Lederpflege


Ein Lederarmband ist wie eine gute Jeans oder ein Paar edle Schuhe: Es braucht ein bisschen Liebe, um mit der Zeit nicht alt, sondern charakterstark auszusehen. Da das Band direkt auf der Haut liegt, ist es Schweiß, Reibung und Temperaturschwankungen ausgesetzt.

Hier ist dein Masterplan für die perfekte Lederpflege – damit das „Uhrenfieber“ nicht durch ein brüchiges Band gebremst wird.



1. Die goldenen Regeln (Das „Bloß nicht“-Einmaleins)

Bevor wir zu den Pflegemitteln kommen, hier die drei Todsünden der Lederpflege:

  • Keine Heizung: Wenn das Band nass geworden ist, lass es an der Luft trocknen. Die Hitze einer Heizung entzieht dem Leder die ästhetischen Öle und macht es brüchig wie Knäckebrot.

  • Kein Vollbad: Leder ist kein Fisch. Ein kurzes Händewaschen ist okay, aber zum Schwimmen oder Duschen sollte die Uhr (oder zumindest das Band) abgelegt werden.

  • Keine Chemie: Aggressive Haushaltsreiniger zerstören die Gerbung und die Farbe.


2. Der 3-Schritte-Pflegeprozess

Einmal alle drei bis sechs Monate (je nachdem, wie oft du die Uhr trägst) solltest du deinem Band dieses „Wellness-Programm“ gönnen:

Schritt 1: Sanfte Reinigung

Nimm ein leicht (!) angefeuchtetes Baumwolltuch und wische den oberflächlichen Schmutz ab. Bei stärkerer Verschmutzung hilft eine sehr milde Sattelseife oder eine spezielle Lederseife. Wichtig: Das Tuch darf nur feucht sein, nicht triefend nass.

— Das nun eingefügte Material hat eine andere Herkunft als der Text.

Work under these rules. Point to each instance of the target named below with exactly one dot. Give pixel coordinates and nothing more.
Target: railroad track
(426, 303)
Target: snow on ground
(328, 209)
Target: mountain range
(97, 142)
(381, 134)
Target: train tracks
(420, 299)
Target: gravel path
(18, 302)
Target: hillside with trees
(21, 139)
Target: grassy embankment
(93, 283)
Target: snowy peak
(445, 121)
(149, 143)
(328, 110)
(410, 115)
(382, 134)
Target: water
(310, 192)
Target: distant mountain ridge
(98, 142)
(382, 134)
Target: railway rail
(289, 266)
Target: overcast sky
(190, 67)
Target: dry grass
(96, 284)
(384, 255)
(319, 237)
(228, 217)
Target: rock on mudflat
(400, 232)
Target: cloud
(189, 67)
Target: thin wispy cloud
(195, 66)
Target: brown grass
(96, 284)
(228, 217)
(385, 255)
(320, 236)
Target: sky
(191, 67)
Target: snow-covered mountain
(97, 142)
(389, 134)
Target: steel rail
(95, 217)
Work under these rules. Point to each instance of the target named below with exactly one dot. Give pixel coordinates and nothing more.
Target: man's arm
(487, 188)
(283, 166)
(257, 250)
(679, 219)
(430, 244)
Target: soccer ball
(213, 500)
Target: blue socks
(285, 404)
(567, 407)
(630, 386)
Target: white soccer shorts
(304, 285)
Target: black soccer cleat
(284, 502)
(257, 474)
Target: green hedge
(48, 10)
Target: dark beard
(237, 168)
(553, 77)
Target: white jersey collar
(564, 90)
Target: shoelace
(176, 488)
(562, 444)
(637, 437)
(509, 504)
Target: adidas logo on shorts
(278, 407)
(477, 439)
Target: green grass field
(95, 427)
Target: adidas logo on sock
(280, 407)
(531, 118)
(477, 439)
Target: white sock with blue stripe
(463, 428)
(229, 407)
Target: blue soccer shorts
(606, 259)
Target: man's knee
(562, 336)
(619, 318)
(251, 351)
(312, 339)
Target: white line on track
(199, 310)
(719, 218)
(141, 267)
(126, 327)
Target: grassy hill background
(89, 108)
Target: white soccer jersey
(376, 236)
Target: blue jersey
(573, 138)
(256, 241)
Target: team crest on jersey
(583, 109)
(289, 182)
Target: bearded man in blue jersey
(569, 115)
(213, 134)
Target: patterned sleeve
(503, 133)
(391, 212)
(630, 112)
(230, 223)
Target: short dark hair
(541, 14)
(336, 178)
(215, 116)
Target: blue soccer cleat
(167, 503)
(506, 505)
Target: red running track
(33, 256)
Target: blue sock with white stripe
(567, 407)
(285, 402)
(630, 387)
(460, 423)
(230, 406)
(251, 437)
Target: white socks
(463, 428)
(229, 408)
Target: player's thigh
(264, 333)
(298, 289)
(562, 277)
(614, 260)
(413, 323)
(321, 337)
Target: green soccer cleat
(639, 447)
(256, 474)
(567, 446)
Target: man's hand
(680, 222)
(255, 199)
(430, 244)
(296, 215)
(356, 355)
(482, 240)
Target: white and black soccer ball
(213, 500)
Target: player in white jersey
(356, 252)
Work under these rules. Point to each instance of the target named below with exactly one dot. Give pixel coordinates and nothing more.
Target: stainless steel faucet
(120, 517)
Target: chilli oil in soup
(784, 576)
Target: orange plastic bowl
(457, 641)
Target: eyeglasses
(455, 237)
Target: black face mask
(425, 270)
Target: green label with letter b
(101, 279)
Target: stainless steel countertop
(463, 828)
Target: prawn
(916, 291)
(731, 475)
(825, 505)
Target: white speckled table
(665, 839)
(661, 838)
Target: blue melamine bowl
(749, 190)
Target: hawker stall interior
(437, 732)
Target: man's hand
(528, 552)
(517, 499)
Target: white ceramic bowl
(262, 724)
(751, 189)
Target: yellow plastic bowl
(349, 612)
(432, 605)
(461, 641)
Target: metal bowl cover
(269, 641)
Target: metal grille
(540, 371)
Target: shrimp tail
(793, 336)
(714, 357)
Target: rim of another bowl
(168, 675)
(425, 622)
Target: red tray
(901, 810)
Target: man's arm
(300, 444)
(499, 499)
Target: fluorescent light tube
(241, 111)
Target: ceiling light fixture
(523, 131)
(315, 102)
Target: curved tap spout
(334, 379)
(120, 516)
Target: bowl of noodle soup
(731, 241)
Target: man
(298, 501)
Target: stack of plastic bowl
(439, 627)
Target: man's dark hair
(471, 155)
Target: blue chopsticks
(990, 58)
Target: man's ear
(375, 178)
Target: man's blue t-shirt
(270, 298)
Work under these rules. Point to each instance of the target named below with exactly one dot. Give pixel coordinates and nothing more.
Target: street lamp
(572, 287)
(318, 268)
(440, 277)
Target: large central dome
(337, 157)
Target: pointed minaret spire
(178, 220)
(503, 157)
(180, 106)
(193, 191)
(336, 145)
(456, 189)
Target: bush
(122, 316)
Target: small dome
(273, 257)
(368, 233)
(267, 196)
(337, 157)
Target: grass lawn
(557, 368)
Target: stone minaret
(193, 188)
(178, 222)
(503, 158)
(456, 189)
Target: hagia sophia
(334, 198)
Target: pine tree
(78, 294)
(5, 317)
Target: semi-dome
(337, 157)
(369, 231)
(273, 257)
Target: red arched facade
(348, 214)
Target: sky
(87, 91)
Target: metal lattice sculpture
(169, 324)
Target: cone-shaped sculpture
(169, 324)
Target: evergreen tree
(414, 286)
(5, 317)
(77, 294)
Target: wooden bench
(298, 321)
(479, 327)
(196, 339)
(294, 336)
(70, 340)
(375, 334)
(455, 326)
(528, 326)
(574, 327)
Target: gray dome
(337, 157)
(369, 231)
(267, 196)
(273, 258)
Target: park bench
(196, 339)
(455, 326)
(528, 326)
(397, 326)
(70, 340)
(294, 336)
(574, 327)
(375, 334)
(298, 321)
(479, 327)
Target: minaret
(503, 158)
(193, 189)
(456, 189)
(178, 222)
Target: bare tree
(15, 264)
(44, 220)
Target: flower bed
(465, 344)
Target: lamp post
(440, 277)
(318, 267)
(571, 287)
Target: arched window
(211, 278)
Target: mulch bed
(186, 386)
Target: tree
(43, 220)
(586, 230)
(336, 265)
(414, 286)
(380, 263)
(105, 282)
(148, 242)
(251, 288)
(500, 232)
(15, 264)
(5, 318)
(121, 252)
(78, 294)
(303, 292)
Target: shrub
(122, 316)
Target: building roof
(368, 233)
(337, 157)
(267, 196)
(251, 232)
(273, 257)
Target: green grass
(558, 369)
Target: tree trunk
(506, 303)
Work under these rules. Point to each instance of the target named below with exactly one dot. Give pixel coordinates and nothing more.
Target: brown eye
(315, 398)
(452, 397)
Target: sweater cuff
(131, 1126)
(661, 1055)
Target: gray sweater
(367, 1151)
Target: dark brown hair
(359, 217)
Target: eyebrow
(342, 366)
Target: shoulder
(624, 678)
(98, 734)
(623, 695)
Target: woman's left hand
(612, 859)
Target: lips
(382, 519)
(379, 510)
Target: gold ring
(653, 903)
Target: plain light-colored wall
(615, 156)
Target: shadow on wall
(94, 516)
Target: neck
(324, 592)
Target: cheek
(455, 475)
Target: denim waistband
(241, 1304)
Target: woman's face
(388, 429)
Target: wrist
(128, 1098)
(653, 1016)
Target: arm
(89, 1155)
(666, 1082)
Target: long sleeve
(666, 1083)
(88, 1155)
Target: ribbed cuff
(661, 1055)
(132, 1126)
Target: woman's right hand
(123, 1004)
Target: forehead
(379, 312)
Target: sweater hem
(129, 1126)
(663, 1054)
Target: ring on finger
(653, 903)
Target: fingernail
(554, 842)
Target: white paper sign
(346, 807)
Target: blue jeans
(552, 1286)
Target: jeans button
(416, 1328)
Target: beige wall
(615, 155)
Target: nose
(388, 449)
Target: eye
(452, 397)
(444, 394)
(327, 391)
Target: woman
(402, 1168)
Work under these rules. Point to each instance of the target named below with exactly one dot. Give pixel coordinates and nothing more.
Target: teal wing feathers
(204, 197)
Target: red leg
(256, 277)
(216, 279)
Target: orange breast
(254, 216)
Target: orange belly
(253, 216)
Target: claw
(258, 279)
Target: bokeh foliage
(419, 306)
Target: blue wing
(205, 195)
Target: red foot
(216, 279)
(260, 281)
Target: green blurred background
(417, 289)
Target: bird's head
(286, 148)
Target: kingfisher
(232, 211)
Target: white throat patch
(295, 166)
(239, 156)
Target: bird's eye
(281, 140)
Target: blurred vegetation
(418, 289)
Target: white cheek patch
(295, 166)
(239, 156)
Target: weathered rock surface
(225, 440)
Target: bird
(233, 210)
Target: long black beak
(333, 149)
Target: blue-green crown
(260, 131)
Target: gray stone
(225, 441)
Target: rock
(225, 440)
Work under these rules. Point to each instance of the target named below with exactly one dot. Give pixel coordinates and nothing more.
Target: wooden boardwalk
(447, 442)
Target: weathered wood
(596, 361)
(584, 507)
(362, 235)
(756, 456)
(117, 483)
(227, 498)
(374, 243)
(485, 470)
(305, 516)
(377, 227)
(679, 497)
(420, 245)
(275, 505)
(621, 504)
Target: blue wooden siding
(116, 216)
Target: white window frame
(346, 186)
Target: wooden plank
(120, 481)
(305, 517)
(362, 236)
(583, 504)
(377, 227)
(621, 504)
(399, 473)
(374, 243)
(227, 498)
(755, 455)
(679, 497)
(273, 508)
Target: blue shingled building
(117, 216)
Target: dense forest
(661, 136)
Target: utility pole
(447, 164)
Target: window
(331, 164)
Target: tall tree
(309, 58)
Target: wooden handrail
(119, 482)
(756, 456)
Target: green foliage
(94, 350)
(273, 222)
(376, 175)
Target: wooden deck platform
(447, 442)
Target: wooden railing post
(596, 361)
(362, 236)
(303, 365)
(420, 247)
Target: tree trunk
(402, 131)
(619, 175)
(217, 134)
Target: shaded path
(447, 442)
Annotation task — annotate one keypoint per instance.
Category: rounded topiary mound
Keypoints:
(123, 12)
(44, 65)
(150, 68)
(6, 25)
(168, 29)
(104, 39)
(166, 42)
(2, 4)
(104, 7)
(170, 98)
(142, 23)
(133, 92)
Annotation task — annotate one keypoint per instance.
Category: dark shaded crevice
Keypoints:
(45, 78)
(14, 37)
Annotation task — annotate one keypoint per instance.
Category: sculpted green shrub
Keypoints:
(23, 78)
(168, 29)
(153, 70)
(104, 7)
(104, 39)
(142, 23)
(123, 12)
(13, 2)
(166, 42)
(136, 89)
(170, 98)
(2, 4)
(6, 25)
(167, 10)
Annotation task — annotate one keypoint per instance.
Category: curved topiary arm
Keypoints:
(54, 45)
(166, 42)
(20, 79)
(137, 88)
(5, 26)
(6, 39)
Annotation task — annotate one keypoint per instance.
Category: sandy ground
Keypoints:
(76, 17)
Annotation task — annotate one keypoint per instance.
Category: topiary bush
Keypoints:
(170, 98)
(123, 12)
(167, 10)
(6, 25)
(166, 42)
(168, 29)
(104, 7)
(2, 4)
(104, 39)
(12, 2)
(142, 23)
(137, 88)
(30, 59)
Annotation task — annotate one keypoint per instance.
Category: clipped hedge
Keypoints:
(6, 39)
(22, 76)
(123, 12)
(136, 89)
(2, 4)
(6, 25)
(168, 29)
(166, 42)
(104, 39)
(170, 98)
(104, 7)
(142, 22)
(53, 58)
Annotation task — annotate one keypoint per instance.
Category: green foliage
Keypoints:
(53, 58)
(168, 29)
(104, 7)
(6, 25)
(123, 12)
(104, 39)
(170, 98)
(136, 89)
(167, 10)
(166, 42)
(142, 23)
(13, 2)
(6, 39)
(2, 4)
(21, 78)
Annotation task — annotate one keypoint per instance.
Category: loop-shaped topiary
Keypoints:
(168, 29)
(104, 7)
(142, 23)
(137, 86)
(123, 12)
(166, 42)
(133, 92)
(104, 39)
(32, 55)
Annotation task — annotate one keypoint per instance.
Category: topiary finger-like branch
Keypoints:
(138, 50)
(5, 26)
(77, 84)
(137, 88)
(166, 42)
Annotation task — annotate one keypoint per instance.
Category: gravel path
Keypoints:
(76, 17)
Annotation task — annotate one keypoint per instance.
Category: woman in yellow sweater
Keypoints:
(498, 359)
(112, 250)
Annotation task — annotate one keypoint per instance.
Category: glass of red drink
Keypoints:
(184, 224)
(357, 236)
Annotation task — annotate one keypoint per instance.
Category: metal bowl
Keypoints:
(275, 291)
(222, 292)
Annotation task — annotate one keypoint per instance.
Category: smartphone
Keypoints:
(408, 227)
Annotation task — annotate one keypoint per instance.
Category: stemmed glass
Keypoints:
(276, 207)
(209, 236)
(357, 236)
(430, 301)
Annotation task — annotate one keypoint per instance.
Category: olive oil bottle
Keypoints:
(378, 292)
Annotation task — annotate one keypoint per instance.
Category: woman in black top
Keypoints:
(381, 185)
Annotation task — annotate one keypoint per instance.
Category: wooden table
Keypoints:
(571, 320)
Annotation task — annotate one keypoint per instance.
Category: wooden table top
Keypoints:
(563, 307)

Schritt 2: Die „Feuchtigkeitscreme“ für das Leder

Verwende ein hochwertiges Lederfett, einen Lederbalsam (auf Bienenwachsbasis) oder eine farblose Lederpflegecreme.

  • Trage eine winzige Menge auf ein weiches Tuch auf.

  • Massiere es in kreisenden Bewegungen in das Oberleder ein.

  • Lass es etwa 15 bis 20 Minuten einziehen.

Schritt 3: Polieren

Nimm ein sauberes, trockenes Tuch und poliere überschüssige Reste weg. Das gibt dem Band seinen natürlichen Glanz zurück und versiegelt die Oberfläche gegen Feuchtigkeit.


3. Spezialfall: Das Unterleder & Hygiene

Das Unterleder ist der Teil, der deinen Schweiß aufsaugt. Um Gerüche zu vermeiden, kannst du die Innenseite ab und zu mit einem Tuch abwischen, das in eine ganz schwache Essig-Wasser-Lösung getaucht wurde (wirkt antibakteriell). Lass es danach unbedingt vollständig trocknen, bevor du die Uhr wieder anlegst.


4. Besonderheiten bei Rauleder (Suede/Nubuck)

Achtung: Benutze hier niemals Fett oder Creme! Das würde die feinen Härchen verkleben und die Optik ruinieren.

  • Verwende stattdessen eine Lederbürste (Messing- oder Gummibürste), um den Flor aufzurauen und Schmutz auszubürsten.

  • Ein spezielles Imprägnierspray für Rauleder schützt vor Flecken.


5. Uhrenfieber.de- Tipp:

Wenn du mehrere Uhren hast, gönn dem Lederband ab und zu einen Ruhetag. Wenn das Leder 24 Stunden Zeit hat, die aufgenommene Feuchtigkeit (Schweiß) wieder abzugeben, verdoppelt das die Lebensdauer deines Bandes fast.